You absolutely cannot start your day without a workout. Or perhaps you haven't skipped a run since 1999. Though there's nothing wrong with consistency, your body will eventually break down if you don't give it a little rest. Constant pounding from exercise -- also known as overtraining -- can result in injury, illness or both. So try to pick one day a week when you just kick your feet up and relax instead of pounding it out at the gym. And if you just can't quit your daily workouts? Do something extra-easy on your off day, like a hike, a swim, or a leisurely bike ride.

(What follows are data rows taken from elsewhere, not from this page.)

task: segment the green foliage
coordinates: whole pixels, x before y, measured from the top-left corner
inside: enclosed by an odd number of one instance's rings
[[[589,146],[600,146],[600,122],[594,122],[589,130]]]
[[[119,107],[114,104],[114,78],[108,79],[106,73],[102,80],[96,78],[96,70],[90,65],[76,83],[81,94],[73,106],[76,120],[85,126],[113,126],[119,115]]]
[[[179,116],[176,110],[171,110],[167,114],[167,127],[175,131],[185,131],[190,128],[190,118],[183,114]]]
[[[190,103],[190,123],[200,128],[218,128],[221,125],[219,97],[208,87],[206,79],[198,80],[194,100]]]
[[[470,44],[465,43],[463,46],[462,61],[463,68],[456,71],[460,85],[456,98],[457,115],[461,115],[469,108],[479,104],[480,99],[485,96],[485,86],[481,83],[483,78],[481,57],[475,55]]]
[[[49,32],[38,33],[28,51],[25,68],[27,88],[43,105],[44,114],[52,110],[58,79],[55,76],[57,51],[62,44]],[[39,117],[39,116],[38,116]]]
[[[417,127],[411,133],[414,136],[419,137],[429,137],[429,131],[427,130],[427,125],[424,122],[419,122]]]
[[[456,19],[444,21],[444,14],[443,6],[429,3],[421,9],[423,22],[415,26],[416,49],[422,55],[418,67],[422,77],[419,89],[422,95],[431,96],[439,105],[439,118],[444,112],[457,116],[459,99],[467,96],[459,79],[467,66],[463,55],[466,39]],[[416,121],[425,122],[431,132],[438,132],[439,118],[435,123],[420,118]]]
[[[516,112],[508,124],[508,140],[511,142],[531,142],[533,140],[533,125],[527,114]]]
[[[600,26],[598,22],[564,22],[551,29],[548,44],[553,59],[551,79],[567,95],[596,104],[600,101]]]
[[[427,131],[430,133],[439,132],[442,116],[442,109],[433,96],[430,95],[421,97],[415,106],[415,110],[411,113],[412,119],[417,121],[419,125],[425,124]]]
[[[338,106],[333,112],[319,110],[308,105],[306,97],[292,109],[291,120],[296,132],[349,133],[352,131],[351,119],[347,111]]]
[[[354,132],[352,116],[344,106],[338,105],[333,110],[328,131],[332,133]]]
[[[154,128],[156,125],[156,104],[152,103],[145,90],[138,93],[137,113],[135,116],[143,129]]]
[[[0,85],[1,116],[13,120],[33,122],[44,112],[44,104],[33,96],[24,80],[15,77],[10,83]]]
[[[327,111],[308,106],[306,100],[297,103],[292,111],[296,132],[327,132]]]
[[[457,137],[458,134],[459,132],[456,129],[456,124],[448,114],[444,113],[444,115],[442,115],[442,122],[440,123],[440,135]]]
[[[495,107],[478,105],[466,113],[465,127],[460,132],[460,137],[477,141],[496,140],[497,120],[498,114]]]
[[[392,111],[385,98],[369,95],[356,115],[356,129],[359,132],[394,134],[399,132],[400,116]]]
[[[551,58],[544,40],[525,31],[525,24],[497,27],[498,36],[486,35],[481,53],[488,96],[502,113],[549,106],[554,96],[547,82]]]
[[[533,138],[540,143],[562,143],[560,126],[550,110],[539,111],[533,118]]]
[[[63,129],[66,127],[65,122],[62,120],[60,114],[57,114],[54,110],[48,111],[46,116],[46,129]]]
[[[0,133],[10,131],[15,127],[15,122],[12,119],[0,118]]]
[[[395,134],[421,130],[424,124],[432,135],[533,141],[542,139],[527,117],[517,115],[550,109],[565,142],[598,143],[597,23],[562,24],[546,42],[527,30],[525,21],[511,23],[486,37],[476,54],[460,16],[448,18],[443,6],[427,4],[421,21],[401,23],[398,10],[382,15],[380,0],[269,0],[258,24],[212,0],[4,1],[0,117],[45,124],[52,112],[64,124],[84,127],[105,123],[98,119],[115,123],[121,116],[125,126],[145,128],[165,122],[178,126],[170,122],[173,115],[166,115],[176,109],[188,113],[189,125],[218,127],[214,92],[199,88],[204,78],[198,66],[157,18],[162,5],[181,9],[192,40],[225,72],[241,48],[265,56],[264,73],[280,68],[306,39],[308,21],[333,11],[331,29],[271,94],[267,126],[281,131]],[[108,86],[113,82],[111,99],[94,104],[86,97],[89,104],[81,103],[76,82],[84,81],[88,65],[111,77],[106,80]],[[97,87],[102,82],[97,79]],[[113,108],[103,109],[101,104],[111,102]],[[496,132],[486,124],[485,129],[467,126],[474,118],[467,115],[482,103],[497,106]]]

You're the kind of gal who loves to feel the burn. Your motto: No pain, no gain. That's the only way you'll see any results, right? Well, not quite. While it's cool to challenge yourself each time you work out, pushing yourself to the point of pain or exhaustion every time can ultimately lead to an exercise-related injury. So the next time your knees buckle after a cardio class or your legs throb when you step off the treadmill, take some time off and see a doctor straight away. The quicker you tend to an injury or ailment, the faster you'll be able to get back to your fitness routine.
Every workout is the same: Stretch, run, lift, stretch, run, lift. Stuck in a rut much? One of the most common complaints about exercise is boredom, so switch things up to avoid the monotony. The easiest way to do this is to focus on different parts of your body during each workout -- for example, your arms and back one day, your legs and butt another. Don't be afraid to check out different machines at your gym, or try out resistance bands or a balance balls instead of the standard dumbbells. And when it comes to cardio, skip the spin bike in favor of a belly dancing class or something that's just as fun as it is fab for your body.

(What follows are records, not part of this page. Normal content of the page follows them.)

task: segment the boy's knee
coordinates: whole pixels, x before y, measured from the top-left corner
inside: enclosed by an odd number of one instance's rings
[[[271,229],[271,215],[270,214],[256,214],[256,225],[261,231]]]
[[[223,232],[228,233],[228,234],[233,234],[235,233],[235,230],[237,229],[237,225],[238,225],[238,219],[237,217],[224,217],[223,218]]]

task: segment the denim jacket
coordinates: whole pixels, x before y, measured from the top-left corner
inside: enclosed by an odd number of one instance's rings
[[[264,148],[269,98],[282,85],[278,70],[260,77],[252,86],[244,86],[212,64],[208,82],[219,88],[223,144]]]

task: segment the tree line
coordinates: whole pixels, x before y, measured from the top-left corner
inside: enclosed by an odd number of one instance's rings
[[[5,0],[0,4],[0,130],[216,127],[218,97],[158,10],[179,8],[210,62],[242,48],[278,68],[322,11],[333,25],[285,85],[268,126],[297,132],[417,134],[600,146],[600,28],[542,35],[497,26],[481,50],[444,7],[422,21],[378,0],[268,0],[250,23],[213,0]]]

You hop on the treadmill, crank it up to level 7, and bang out 5 miles. You feel great afterwards -- until, that is, the next morning, when you wake up with extremely sore shins and calves. Is this the price you must pay for pounding? Not necessarily. You can avoid major muscle soreness as well as injuries with a proper warmup and cooldown. Even if you simply stretch and then walk for 5 minutes before you start to run, you'll get your muscles ready for motion. And once you're done, don't just head to the showers: Take time to wind down with some easy activity and more stretching. Your body will thank you in the morning.